Decades after a court demonstrated this critical blind spot in legal reasoning, we are now systematically programming the exact same failure of imagination into our automated decision-making systems, codifying old injustices in new lines of code.

A Highly "Accurate" AI Can Be a Perfect Engine for Perpetuating Historical Injustice

In machine learning, high accuracy is often treated as the ultimate goal. An accurate model, we assume, is a good model. But this assumption is dangerous when the data used to train the model is a reflection of a historically unjust world.

If an AI is trained on historical data that reflects societal biases, a highly "accurate" model is one that has learned to replicate those biases perfectly. Consider a classifier designed to predict students' academic performance based on historical data. Such a model is not learning objective performance, but rather the outcomes of a system where, as one analysis puts it, historical injustices have already stacked the deck:

“…that racism (and classism, homophobia, etc.) has made people physically, mentally, and spiritually ill and dampened their chance at a fair shot at higher education (and at life and living).”

A model that is highly accurate at predicting outcomes based on a biased past is not a fair decision-making tool. When we ask an AI to be "accurate" in predicting the results of an unjust history, we are asking it to be a perfect engine for perpetuating that injustice.

Even Huge Datasets Can Hide Critical Biases of Omission

True fairness depends not just on the quality of the data but on its completeness. An AI model can only be as fair as the data it is trained on, and if that data is not representative of the entire population, the model's blind spots will inevitably fall on those who are left out.

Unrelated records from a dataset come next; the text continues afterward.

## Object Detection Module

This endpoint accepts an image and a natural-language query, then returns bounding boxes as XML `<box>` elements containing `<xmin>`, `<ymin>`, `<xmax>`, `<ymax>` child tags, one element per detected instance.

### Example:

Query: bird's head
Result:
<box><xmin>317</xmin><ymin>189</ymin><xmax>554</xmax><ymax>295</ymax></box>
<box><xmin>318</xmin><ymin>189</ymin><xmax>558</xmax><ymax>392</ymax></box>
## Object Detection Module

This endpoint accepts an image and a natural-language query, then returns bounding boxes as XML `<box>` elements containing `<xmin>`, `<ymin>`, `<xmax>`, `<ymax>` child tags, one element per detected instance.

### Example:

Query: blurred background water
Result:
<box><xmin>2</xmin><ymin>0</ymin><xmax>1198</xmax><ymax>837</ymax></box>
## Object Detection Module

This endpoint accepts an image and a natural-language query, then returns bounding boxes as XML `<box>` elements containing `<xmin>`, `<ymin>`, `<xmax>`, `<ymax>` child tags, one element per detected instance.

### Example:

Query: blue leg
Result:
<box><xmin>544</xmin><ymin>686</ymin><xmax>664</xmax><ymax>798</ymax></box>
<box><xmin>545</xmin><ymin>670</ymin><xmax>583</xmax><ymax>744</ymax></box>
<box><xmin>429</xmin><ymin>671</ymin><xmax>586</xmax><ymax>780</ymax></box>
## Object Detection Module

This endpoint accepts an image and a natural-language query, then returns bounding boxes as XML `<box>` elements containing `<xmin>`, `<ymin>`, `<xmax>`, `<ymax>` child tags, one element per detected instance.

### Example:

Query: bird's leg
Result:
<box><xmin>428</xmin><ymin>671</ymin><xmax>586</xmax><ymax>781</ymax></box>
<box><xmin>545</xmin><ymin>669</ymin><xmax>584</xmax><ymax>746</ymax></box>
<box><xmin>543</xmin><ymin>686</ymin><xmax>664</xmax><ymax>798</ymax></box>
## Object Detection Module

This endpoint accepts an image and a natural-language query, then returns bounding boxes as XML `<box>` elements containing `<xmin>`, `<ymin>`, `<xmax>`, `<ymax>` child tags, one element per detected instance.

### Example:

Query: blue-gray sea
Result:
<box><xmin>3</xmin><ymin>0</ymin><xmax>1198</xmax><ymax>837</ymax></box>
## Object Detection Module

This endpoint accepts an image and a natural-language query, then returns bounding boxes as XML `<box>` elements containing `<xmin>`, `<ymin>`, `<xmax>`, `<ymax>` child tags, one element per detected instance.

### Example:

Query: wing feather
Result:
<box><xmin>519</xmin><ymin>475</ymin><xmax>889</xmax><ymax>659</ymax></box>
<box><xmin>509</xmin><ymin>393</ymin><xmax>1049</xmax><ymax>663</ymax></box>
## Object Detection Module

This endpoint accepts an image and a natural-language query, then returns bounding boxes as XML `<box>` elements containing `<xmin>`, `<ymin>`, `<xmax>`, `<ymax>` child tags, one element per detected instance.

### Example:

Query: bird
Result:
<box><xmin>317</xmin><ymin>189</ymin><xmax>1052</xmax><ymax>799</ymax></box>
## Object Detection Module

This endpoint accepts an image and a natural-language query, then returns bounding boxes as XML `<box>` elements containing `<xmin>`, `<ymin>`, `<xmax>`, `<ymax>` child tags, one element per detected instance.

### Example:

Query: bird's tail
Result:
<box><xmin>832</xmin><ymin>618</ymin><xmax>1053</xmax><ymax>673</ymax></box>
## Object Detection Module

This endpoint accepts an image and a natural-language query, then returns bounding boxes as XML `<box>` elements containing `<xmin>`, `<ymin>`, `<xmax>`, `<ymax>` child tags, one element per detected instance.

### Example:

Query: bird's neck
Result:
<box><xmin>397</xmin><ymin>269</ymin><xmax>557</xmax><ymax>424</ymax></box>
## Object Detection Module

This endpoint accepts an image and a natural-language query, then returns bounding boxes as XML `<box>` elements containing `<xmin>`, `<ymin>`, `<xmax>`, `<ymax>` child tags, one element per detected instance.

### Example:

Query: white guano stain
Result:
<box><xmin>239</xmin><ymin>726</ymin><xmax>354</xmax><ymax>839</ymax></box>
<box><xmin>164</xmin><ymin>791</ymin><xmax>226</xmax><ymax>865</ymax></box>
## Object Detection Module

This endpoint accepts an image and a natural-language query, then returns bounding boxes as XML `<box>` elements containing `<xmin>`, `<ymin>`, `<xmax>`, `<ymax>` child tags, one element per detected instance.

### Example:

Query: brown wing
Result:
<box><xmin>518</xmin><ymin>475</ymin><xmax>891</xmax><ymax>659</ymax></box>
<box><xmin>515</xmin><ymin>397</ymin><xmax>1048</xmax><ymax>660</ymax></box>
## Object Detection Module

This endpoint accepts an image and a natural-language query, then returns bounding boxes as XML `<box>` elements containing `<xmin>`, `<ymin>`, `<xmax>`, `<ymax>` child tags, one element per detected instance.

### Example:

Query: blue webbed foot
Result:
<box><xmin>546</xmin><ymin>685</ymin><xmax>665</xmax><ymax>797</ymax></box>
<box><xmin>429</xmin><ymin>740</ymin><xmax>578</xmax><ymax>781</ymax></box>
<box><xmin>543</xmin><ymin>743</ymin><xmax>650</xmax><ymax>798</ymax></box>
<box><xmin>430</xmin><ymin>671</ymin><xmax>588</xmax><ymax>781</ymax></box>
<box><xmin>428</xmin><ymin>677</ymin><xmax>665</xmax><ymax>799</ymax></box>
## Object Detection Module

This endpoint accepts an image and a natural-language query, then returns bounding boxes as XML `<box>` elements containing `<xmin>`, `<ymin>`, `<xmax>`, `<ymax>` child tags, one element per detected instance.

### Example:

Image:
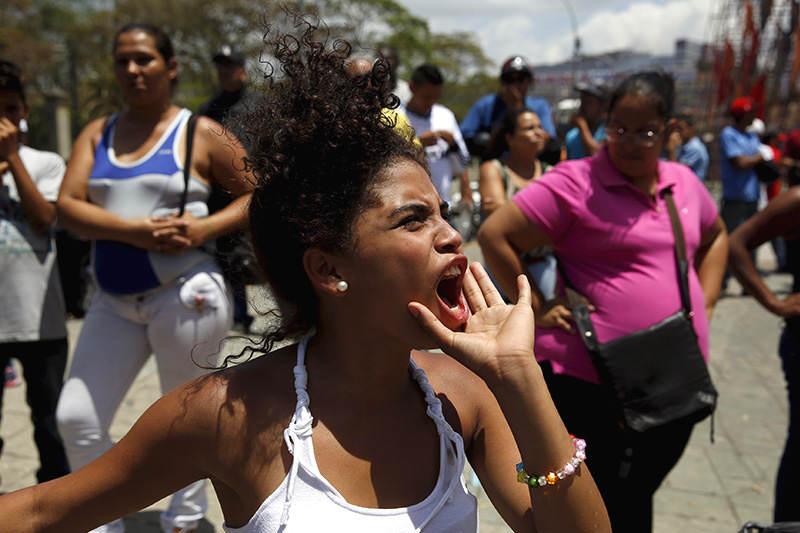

The US Department of Veterans Affairs (VA) provides a powerful case study. The VA has a massive database covering roughly 9 million veterans, making it one of the largest integrated healthcare systems in the country. Yet, this is only about half of the estimated 18 million veterans in the United States.

This creates a significant risk. AI applications trained on this vast but incomplete dataset may not produce reliable or effective recommendations for all veterans. Vulnerable populations, such as homeless veterans, are particularly at risk of being excluded from the VA system and, therefore, from the data used to train these models. The very people who may need the most support are the ones the AI is least likely to "see." This is not merely a data gap; it is an intersectional failure, where the very life circumstances that make these veterans most vulnerable also render them invisible to the systems designed to help them.

Conclusion: Beyond the Checklist—Asking the Right Questions

Achieving true fairness in AI requires us to move beyond simplistic, single-axis checklists and embrace the complexity of human identity and experience. It means recognizing that an AI can be technically "fair" by conventional metrics while inflicting real, yet easily overlooked, harm on specific communities.

This shift demands that we look for hidden harms at the intersections, that we question the completeness and history of the data we use, and that we rethink our definition of what makes a "good" model. It's not enough to ask if our AI is fair on average; we must ask who, specifically, it might be failing.

As we delegate more decisions to algorithms, are we building systems that see people in their full complexity, or are we designing a future where only the simplest identities are treated fairly?